February 18, 2014 - 6:22:15 am
Libyan president’s statement that the country’s parliament will call elections as early as possible is welcome. The announcement is an apparent effort to assuage ordinary Libyans who are angry over political chaos in the country nearly three years after the fall of Muammar Gaddafi. All the Arab Spring countries have moved in different directions after their dictators were overthrown. Egypt is still going through a revolution, with no immediate end in sight. Syria is on the verge of disintegration and has become a huge question mark on Arab Spring itself. Libya has been treading a middle ground. There is no absolute chaos in the country, but democracy is still far away. Only Tunisia has made commendable progress and has been projected as a model for all Arab Spring countries. A constitution which the new leaders have written is very modern in outlook, the political parties, including the Islamists and secular parties, are working in perfect harmony and an interim government in Tunis which will be in charge until elections are held is doing a good job of governance.

Libya too has to follow the example of Tunisia. Otherwise, the country risks following the path of Egypt.  The parliament in Tripoli, the General National Congress (GNC), is deadlocked between Islamists and nationalists, compounding a sense of chaos as the country’s fledgling army tries to assert itself against unruly ex-rebels, tribal groups and Islamist militants. Many Libyans are blaming mainly the GNC infighting for a lack of progress in the transition towards democracy since the ousting of Gaddafi in 2011.
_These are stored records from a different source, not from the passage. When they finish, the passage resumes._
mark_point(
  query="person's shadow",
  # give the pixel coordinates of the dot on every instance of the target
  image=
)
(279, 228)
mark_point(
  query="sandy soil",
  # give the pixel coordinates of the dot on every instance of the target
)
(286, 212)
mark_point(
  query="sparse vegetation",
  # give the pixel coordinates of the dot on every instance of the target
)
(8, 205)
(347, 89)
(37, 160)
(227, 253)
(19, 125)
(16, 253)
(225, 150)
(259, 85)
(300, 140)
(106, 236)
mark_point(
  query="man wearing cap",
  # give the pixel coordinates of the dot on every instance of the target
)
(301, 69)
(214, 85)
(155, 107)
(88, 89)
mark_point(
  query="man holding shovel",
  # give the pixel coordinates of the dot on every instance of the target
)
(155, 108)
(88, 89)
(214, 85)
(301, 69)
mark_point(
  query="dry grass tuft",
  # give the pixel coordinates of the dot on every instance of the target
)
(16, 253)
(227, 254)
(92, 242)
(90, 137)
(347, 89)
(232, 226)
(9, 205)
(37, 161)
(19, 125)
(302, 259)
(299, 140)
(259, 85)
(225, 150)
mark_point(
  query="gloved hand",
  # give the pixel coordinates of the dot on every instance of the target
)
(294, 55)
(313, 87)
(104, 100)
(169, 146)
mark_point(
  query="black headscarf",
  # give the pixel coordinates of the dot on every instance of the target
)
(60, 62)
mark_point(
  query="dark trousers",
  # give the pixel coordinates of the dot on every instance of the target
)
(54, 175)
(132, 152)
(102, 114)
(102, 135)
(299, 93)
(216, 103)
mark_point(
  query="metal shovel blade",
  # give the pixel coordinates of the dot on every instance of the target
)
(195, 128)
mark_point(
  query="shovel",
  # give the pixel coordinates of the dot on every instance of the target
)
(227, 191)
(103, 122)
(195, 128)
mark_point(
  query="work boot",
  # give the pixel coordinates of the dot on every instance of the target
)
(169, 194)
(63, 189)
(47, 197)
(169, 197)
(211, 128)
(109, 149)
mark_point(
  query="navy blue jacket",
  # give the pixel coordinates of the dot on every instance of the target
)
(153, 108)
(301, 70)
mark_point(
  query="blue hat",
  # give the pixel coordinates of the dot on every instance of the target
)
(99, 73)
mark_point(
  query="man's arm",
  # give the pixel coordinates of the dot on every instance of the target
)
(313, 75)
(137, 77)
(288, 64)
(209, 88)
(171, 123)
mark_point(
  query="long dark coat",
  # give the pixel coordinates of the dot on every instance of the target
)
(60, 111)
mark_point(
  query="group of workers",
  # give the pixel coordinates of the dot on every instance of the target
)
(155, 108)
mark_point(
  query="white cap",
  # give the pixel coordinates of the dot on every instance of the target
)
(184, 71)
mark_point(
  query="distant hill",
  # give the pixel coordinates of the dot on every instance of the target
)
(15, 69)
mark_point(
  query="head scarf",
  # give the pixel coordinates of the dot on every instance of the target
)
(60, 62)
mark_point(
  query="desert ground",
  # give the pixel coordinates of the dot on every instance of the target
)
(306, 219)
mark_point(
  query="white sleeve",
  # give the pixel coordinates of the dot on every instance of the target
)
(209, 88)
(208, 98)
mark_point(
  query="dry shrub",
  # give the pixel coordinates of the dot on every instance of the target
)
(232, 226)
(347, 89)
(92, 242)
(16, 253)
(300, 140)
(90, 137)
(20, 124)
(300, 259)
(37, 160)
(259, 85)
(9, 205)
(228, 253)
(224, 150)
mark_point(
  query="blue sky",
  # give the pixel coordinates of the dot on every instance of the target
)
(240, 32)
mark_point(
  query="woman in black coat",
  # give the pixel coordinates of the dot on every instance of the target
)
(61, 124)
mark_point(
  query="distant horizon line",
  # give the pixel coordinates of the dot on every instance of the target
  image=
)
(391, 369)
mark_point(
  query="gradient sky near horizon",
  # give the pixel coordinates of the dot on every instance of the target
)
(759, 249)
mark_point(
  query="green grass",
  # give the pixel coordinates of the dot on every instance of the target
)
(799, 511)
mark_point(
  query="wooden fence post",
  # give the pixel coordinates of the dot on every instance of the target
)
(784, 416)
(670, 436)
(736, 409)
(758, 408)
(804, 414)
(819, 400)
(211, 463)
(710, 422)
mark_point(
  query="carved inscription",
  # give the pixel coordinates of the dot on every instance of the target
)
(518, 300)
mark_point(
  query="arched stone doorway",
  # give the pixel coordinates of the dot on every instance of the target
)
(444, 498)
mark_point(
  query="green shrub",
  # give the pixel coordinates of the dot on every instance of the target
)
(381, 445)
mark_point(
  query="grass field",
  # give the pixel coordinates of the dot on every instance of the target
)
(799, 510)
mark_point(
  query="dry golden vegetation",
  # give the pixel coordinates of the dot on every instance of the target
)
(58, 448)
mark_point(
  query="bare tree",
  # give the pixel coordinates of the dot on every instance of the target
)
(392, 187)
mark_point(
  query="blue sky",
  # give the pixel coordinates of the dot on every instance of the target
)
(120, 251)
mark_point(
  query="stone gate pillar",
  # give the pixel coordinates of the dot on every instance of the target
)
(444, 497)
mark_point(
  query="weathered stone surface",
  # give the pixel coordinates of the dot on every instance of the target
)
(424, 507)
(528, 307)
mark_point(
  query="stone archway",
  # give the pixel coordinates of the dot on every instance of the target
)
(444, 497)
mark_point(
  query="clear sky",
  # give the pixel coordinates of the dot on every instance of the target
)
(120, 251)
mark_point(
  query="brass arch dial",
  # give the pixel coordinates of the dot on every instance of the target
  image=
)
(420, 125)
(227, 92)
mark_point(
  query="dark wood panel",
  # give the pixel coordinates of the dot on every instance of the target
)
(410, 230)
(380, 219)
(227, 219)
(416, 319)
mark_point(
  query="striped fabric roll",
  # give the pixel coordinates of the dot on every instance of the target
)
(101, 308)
President Nouri Abusahmain said an election law will be approved by the end of March, without providing a more precise timetable. He has deliver on this promise and work tirelessly to install a democratic government in Tripoli. Miltias are the biggest problem which the country faces. Gaddafi’s weapons have fallen into their arms and they are in control in many parts of the country, challenging the central authorities and the army. Oil production, Libya’s lifeline, has slowed to a trickle as armed protesters and tribesmen have seized oil ports and fields across the vast desert nation to press political and financial demands. These militias must be disarmed as early as possible. 

The election must be held in a free and fair manner, and there should be peace and security so that people will be encouraged to exercise their voting rights.

Libyans are due to vote on February 20 for the body to draft the constitution. If successfully agreed, a new constitution would be a rare bright spot in a transition so far marred by instability and violence.